Smallholder farmers are worried they will be sidelined by the power of the agribusiness lobby. A recent report showed small-scale producers get just 0.3% of international public climate finance despite producing a third of the world’s food.
“Family farmers are already rolling out more diverse and nature-friendly practices, which the UN’s Intergovernmental Panel on Climate Change says is needed,” said Esther Penunia, the secretary general of the Asian Farmers’ Association, an alliance of organisations representing 13 million family farmers. “Yet our concerns, and the solutions we are putting forward, are being drowned out. We struggle for our voices to be heard above the voices of those with more money and more power.”
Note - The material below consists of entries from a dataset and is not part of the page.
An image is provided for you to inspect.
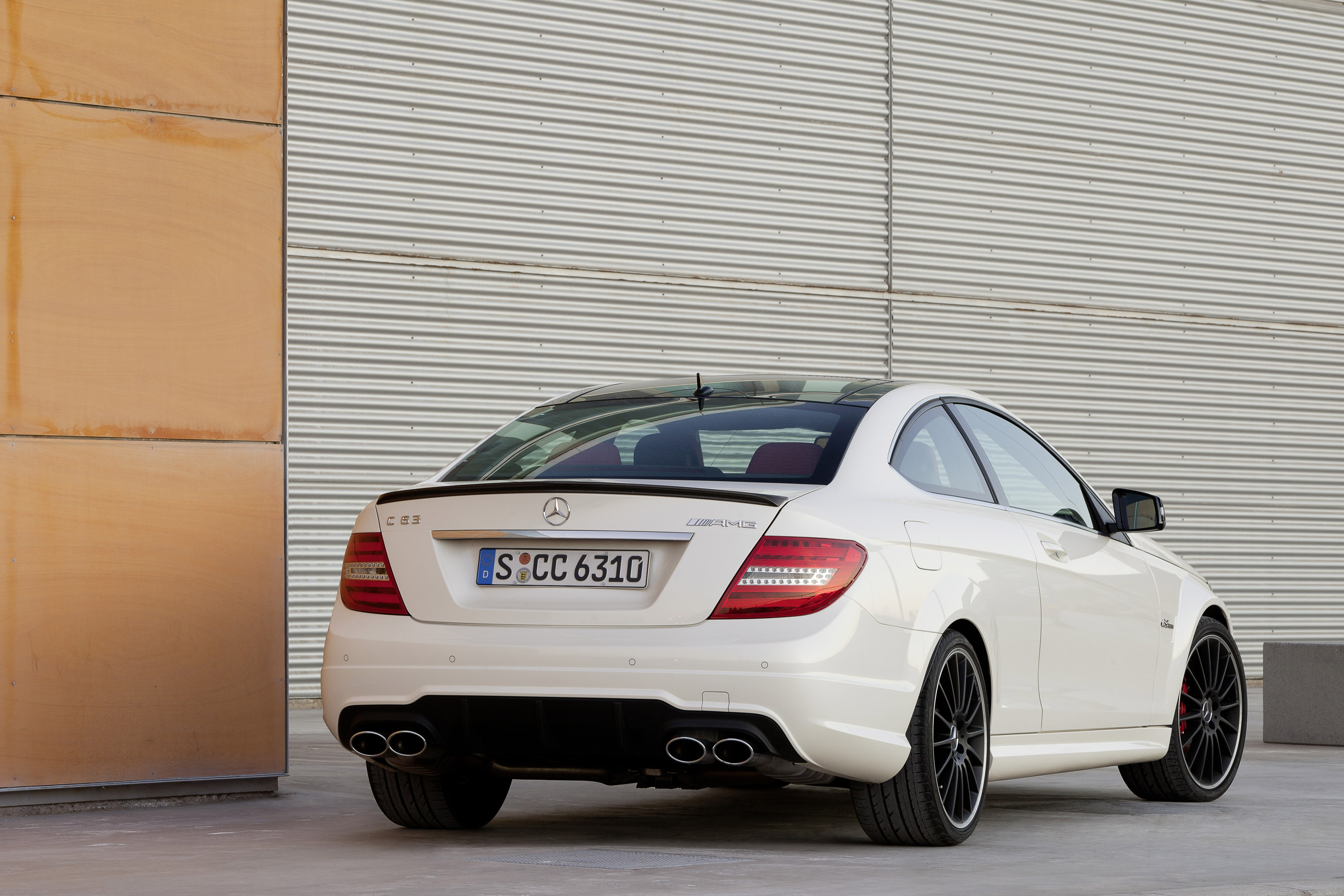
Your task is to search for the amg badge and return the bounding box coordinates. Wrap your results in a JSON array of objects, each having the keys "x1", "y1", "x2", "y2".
[{"x1": 685, "y1": 518, "x2": 755, "y2": 529}]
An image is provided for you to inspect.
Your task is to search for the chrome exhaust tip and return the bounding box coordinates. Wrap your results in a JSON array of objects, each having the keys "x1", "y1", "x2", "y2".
[
  {"x1": 387, "y1": 731, "x2": 429, "y2": 758},
  {"x1": 714, "y1": 737, "x2": 757, "y2": 766},
  {"x1": 349, "y1": 731, "x2": 387, "y2": 759},
  {"x1": 664, "y1": 736, "x2": 714, "y2": 766}
]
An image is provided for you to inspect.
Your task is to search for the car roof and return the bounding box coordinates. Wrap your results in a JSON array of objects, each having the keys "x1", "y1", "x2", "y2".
[{"x1": 550, "y1": 374, "x2": 907, "y2": 405}]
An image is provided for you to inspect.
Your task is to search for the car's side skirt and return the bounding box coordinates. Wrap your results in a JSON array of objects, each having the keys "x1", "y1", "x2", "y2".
[{"x1": 989, "y1": 725, "x2": 1172, "y2": 780}]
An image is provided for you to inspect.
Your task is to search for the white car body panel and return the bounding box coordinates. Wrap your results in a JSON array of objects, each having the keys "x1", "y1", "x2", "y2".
[{"x1": 323, "y1": 384, "x2": 1227, "y2": 782}]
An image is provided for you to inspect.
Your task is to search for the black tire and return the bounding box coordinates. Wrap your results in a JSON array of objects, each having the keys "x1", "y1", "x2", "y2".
[
  {"x1": 1120, "y1": 616, "x2": 1246, "y2": 803},
  {"x1": 849, "y1": 631, "x2": 989, "y2": 846},
  {"x1": 367, "y1": 763, "x2": 513, "y2": 830}
]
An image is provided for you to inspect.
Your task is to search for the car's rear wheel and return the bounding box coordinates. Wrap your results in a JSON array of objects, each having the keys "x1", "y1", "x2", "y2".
[
  {"x1": 367, "y1": 763, "x2": 513, "y2": 830},
  {"x1": 1120, "y1": 616, "x2": 1246, "y2": 802},
  {"x1": 851, "y1": 631, "x2": 989, "y2": 846}
]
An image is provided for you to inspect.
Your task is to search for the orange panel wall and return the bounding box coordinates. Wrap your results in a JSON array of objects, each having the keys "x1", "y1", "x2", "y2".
[
  {"x1": 0, "y1": 99, "x2": 284, "y2": 441},
  {"x1": 0, "y1": 438, "x2": 285, "y2": 787},
  {"x1": 0, "y1": 0, "x2": 285, "y2": 790},
  {"x1": 0, "y1": 0, "x2": 284, "y2": 124}
]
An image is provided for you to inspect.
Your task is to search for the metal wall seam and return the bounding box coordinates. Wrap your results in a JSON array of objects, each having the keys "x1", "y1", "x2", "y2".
[
  {"x1": 894, "y1": 0, "x2": 1344, "y2": 325},
  {"x1": 289, "y1": 0, "x2": 886, "y2": 289}
]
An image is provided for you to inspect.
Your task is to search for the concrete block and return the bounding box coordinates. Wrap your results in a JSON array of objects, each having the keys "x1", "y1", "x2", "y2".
[{"x1": 1265, "y1": 641, "x2": 1344, "y2": 747}]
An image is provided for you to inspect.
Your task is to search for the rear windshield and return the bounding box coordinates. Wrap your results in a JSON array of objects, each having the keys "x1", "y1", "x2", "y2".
[{"x1": 442, "y1": 398, "x2": 867, "y2": 485}]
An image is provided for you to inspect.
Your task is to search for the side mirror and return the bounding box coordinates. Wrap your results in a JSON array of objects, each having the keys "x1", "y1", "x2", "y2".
[{"x1": 1110, "y1": 489, "x2": 1167, "y2": 532}]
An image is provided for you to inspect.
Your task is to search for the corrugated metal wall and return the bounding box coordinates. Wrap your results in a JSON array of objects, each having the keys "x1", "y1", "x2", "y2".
[
  {"x1": 288, "y1": 0, "x2": 1344, "y2": 696},
  {"x1": 892, "y1": 0, "x2": 1344, "y2": 674}
]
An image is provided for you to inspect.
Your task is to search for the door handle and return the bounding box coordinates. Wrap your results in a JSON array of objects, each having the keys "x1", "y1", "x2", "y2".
[{"x1": 1040, "y1": 536, "x2": 1068, "y2": 563}]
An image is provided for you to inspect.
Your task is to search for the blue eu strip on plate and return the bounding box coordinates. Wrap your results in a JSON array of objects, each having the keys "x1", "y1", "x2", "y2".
[{"x1": 476, "y1": 548, "x2": 495, "y2": 584}]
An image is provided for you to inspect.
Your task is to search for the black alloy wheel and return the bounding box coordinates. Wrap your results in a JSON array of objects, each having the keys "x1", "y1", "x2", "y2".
[
  {"x1": 1120, "y1": 616, "x2": 1246, "y2": 802},
  {"x1": 933, "y1": 647, "x2": 989, "y2": 827},
  {"x1": 851, "y1": 631, "x2": 989, "y2": 846},
  {"x1": 1176, "y1": 634, "x2": 1243, "y2": 788}
]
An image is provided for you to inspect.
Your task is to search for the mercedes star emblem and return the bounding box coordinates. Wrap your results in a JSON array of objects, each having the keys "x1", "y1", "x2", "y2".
[{"x1": 542, "y1": 498, "x2": 570, "y2": 525}]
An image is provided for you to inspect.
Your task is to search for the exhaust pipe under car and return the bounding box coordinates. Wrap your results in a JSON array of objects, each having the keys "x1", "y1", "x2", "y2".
[
  {"x1": 387, "y1": 731, "x2": 429, "y2": 759},
  {"x1": 712, "y1": 737, "x2": 773, "y2": 767},
  {"x1": 664, "y1": 736, "x2": 714, "y2": 766},
  {"x1": 349, "y1": 731, "x2": 387, "y2": 759}
]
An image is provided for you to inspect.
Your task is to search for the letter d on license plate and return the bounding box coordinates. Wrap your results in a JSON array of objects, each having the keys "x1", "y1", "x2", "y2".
[{"x1": 476, "y1": 548, "x2": 649, "y2": 588}]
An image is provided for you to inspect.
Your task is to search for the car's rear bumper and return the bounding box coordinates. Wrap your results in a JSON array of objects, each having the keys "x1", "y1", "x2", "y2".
[{"x1": 323, "y1": 599, "x2": 938, "y2": 782}]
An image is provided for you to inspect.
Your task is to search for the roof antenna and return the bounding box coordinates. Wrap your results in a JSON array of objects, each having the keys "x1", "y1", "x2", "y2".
[{"x1": 692, "y1": 374, "x2": 714, "y2": 414}]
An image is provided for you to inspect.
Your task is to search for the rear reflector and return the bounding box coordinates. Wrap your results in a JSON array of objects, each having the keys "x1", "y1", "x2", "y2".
[
  {"x1": 710, "y1": 536, "x2": 868, "y2": 619},
  {"x1": 340, "y1": 532, "x2": 410, "y2": 616}
]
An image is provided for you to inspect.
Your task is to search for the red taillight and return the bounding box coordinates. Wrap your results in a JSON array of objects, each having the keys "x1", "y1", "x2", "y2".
[
  {"x1": 710, "y1": 534, "x2": 868, "y2": 619},
  {"x1": 340, "y1": 532, "x2": 410, "y2": 616}
]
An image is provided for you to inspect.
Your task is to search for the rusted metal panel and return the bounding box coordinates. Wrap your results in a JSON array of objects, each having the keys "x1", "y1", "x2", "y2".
[
  {"x1": 0, "y1": 99, "x2": 284, "y2": 441},
  {"x1": 0, "y1": 0, "x2": 284, "y2": 124},
  {"x1": 0, "y1": 437, "x2": 285, "y2": 788}
]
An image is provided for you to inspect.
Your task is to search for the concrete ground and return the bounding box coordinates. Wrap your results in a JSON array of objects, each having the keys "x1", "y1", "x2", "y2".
[{"x1": 0, "y1": 689, "x2": 1344, "y2": 896}]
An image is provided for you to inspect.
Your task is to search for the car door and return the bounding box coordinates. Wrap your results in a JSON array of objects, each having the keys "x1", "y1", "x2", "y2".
[
  {"x1": 954, "y1": 403, "x2": 1161, "y2": 731},
  {"x1": 891, "y1": 403, "x2": 1040, "y2": 735}
]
Most corporations, lobby groups and NGOs that attend the Cop climate summits have “observer” status, but the analysis shows an increase in the number of industry representatives attending Cop28 with their national governments, making companies and lobby groups party to diplomatic negotiations.
Participating as country delegates, says Nusa Urbancic from the Changing Markets Foundation, means that industry may be perceived more as peers by policymakers who then give greater credibility to their positions.
In total, 102 industry representatives are in Dubai as part of country delegations, 30% of the sector’s total. In 2022, they made up less than 6%.
The highest numbers of agribusiness representatives were brought in by Brazil, with 36 delegates linked mostly to the meat industry. Next in line was Russia, which handed out 15 passes to people affiliated with fertiliser companies and lobby groups, followed by Canada, which offered tickets to eight more delegates from fertiliser firms.
Fabrício Muriana, from Brazil’s Instituto Regenera, who is attending as an observer with the Global Alliance for the Future of Food, said: “They are here because they knew it would be a food Cop. It’s a cynical move because these people are not even beginning to scratch the surface of reducing harm, let alone addressing climate. We need stricter criteria on who is coming, and with what intentions.”
Big food companies have announced a handful of voluntary initiatives at Cop28. One is the UAE- and US-led Aim for Climate partnership, which has been criticised for skewing heavily towards techno-fixes and the commercial interests of large corporations.
At the summit, six of the world’s largest dairy companies also committed to disclose their emissions, but fell short of setting targets to cut the sector’s methane pollution, which accounts for 10% of the global total. Campaigners point out that the dairy industry has plans to grow by more than 70% in the next decade.
The new analysis gives only a snapshot of the industrial agriculture sector’s influence. Agriculture and trade ministers, which fell outside the scope of the analysis, have been fierce advocates for the interests of agribusiness at UN events in recent years.
Government officials from Brazil and Argentina – both big producers of beef – pushed to water down scientific recommendations about reducing meat-eating in the latest IPCC report.
The US agriculture secretary, Tom Vilsack, a former dairy lobbyist, told industry groups before Cop28 that the US would use the summit to advocate for its market-based approach to agricultural policy, which shuns calls for regulation of industries such as meat and dairy.